L’ascension qui fait jaser et que vous devriez suivre

Les yeux de la planète escalade sont tournés depuis la période des Fêtes vers les big walls du parc national de Yosemite, en Californie, où se joue actuellement un nouvel acte de l’incroyable projet du Dawn Wall.

Sur le célèbre granite de la Côte ouest, les grimpeurs américains Tommy Caldwell et Kevin Jorgeson tentent en effet une nouvelle fois de réaliser l’ascension en libre — le matériel ne sert alors qu’à la sécurité et non à la progression — du mythique El Capitan, par sa partie la plus adrupte et en apparence très lisse du Dawn Wall.

Sur le vertigineux itinéraire de près de 1000 mètres de haut, les deux aventuriers tentent d’enchaîner plus d’une trentaine de longeurs plus difficiles les unes que les autres.

Une seule serait pour plusieurs grimpeurs un accomplissement en soi, alors que celles que travaillent Caldwell et Jorgeson sont côtés jusqu’à 5.14d, soit bien près de la limite actuelle de difficulté en escalade.

Imaginez maintenant en faire plusieurs de suite… et à plus de 400 mètres du sol!

Caldwell (vidéo ci-dessus) rêve et travaille à chaque hiver sur le projet avec acharnement depuis plus de six ans.

Si Jorgeson et lui arrivent au sommet, ce serait selon plusieurs l’ascension la plus difficile jamais réalisée.

Et maintenant que plusieurs passages des plus difficiles ont été complétés, l’optimisme est de rigueur.

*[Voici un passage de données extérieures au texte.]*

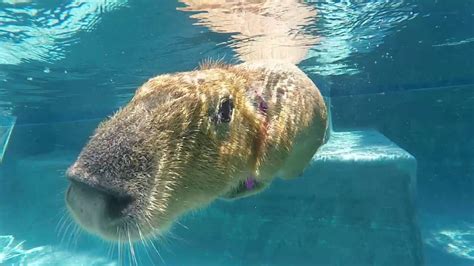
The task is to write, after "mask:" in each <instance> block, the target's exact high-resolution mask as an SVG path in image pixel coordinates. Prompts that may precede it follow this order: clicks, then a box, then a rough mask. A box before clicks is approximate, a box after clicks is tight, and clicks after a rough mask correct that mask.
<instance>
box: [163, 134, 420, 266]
mask: <svg viewBox="0 0 474 266" xmlns="http://www.w3.org/2000/svg"><path fill="white" fill-rule="evenodd" d="M415 173H416V161H415V159H414V158H413V156H411V155H410V154H408V153H407V152H406V151H404V150H402V149H400V148H399V147H398V146H396V145H395V144H394V143H392V142H390V141H389V140H388V139H387V138H385V137H384V136H383V135H381V134H380V133H377V132H375V131H357V132H334V133H332V135H331V138H330V141H329V142H328V143H327V144H326V145H325V146H324V147H323V148H322V149H321V150H320V151H319V152H318V153H317V154H316V155H315V156H314V158H313V161H312V163H311V165H310V167H309V168H308V169H307V170H306V171H305V174H304V176H303V177H302V178H298V179H295V180H292V181H284V180H276V181H275V182H274V183H273V184H272V186H271V187H270V188H269V189H268V190H267V191H265V192H264V193H262V194H260V195H258V196H256V197H249V198H245V199H241V200H238V201H234V202H230V203H229V202H223V201H218V202H216V203H215V204H213V205H212V206H211V207H210V208H207V209H204V210H203V211H201V212H199V213H197V214H195V215H194V216H193V217H192V219H191V218H190V217H185V218H184V219H183V221H182V223H184V224H186V225H187V227H189V230H186V229H183V228H181V227H179V226H177V227H176V228H175V233H176V234H177V235H179V236H180V237H181V238H183V239H185V240H186V243H187V244H182V245H179V247H175V248H173V249H174V251H175V252H178V250H179V252H180V253H181V254H187V256H190V257H189V261H187V260H188V259H186V258H181V259H179V260H177V261H176V263H178V264H183V263H184V264H185V263H188V262H189V263H192V262H194V263H196V261H197V262H200V261H201V262H206V265H420V264H423V257H422V253H421V241H420V235H419V230H418V226H417V223H416V215H415V214H416V213H415V204H414V191H415V178H416V176H415ZM196 216H197V217H196ZM173 260H174V259H173V258H171V261H173Z"/></svg>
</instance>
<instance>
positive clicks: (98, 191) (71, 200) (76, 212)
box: [66, 179, 133, 228]
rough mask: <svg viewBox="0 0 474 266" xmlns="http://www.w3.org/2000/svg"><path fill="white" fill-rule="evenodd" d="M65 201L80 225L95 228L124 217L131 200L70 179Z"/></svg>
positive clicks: (120, 195)
mask: <svg viewBox="0 0 474 266" xmlns="http://www.w3.org/2000/svg"><path fill="white" fill-rule="evenodd" d="M66 201H67V204H68V205H69V207H70V209H71V210H72V212H73V213H74V215H75V216H76V217H77V218H78V219H79V220H80V221H81V223H82V224H84V225H87V224H90V227H92V228H97V227H98V226H100V225H101V224H103V223H104V222H106V223H113V222H115V221H119V220H120V219H121V218H123V217H125V216H126V215H127V213H128V212H129V211H130V209H131V206H132V203H133V198H132V197H131V196H122V195H118V194H113V193H110V191H106V190H103V189H101V188H100V187H97V186H92V185H90V184H88V183H82V182H78V181H76V180H74V179H71V183H70V185H69V188H68V190H67V193H66Z"/></svg>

Littéralement campés sur le mur depuis 11 jours, les deux grimpeurs n’ont jamais été si proche de leur but, bien qu’il reste plus d’une douzaine de longueurs encore à faire.

Un exploit qui dépasse le simple univers de la grimpe, alors que même le prestigieux New York Times en a fait sa manchette.

Pour plusieurs observateurs, c’est une page d’histoire de l’escalade qui est en train de s’écrire.

Pour y assister en direct ou presque, suivez les comptes Facebook de Caldwell et Jorgeson, ou encore celui du groupe de cinéastes et photographes de Big UP Productions, qui suivent sur la paroi l’action, en compagnie du photographe Corey Rich.

Tous alimentent les médias sociaux directement du Dawn Wall grâce au réseau cellulaire et à des chargeurs solaires.

Quelle belle époque pour l’aventure!